Marg Smith has been setting young minds abuzz about the marvels of bees since joining AITC-M as a volunteer in 2001.
The owner of Marg's Honey Inc., the retired schoolteacher is a familiar sight at the Made in Manitoba Breakfast, CALM classroom visits, and the Amazing Ag Adventure, where she dons her beekeeper's garb to show off the tools of the trade, and reveals a beehive's inner workings to students at all grade levels.
"It's important for me to help them connect with where their food is coming from," she says. "Most of them are amazed to learn that bees are part of a pollinator system responsible for roughly a third of all the fruits and veggies they eat."
In recent years, she's seen more students arrive with that understanding already in place – a shift she credits, in part, to AITC-M programs and resources reaching more classrooms.
Still, bees can be alarming to young people.
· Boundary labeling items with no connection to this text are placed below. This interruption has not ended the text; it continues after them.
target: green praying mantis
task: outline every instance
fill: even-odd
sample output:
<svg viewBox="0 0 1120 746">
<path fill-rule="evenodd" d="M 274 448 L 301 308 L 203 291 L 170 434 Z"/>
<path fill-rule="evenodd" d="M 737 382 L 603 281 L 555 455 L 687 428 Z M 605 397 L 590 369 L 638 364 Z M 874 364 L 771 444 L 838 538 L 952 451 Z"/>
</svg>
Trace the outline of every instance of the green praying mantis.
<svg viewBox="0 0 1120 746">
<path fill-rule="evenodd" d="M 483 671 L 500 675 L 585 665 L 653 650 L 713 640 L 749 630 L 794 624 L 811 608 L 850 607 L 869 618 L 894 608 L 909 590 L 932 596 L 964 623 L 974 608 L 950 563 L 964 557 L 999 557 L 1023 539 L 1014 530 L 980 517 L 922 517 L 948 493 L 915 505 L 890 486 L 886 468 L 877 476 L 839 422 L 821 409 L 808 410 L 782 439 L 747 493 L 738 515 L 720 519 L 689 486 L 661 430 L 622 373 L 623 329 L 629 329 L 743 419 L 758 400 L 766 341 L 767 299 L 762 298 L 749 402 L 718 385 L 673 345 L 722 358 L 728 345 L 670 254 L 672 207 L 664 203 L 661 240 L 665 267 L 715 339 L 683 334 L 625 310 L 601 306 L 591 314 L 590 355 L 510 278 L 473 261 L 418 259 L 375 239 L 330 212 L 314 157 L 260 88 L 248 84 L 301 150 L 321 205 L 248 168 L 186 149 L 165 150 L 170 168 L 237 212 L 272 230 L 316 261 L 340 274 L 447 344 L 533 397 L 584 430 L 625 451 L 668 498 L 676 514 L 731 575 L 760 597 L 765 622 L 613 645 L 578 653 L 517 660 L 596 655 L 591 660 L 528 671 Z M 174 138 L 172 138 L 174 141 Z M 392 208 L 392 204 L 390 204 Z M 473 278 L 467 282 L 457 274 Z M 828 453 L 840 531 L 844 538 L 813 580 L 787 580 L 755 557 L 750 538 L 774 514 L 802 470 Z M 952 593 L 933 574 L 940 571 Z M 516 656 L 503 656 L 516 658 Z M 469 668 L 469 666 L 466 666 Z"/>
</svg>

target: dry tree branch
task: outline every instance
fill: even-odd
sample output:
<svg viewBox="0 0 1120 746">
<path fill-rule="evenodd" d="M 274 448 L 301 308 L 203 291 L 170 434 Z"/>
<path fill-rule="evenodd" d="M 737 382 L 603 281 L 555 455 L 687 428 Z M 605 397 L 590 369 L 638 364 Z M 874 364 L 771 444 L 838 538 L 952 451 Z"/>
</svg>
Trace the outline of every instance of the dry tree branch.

Marg says it's rewarding to take the sting out of their fears by inviting them to explore a demonstration hive up close.
"The ones who really show up deathly afraid they're going to get stung are the ones really soak up the information I give them and finish the learning activity first: which is to find the queen."
AITC-M Volunteer and Program Manager Larissa Peitsch says the dedication, knowledge and passion of volunteers like Marg "help to make our programs shine and provide essential learning to students across our province. She shares with such joy, you can't help but smile and listen with wonder. We’re so thankful for all that she does.”
Marg built up her honey trove of apiary knowledge and bee lore over 43 years owning beehives with her husband in St. Andrews, Manitoba. Through her volunteer work, she wants students to understand the threats facing bees in Manitoba today, from disease to habitat loss.
"There are almost 900 apiaries in our province and growing. While I feel positive about the future of beekeeping, the challenges of keeping bees alive and healthy also continue to grow," she says. "It'll be up to young people to secure a better future for bees and the agriculture systems they support."
When Marg isn’t volunteering at AITC-M events, she keeps busy mentoring new beekeepers, helping researchers, conducting tours of her hives, and pollinating classrooms across Manitoba with knowledge. She estimates she reaches up to 30 classrooms in a normal year.
For Marg, volunteering is the bee’s knees because she learns as much as she teaches.
"Meeting other Ag in the Classroom volunteers and hearing their stories has really opened my eyes to the how much opportunity exists in agriculture. I’m so happy to spread that message."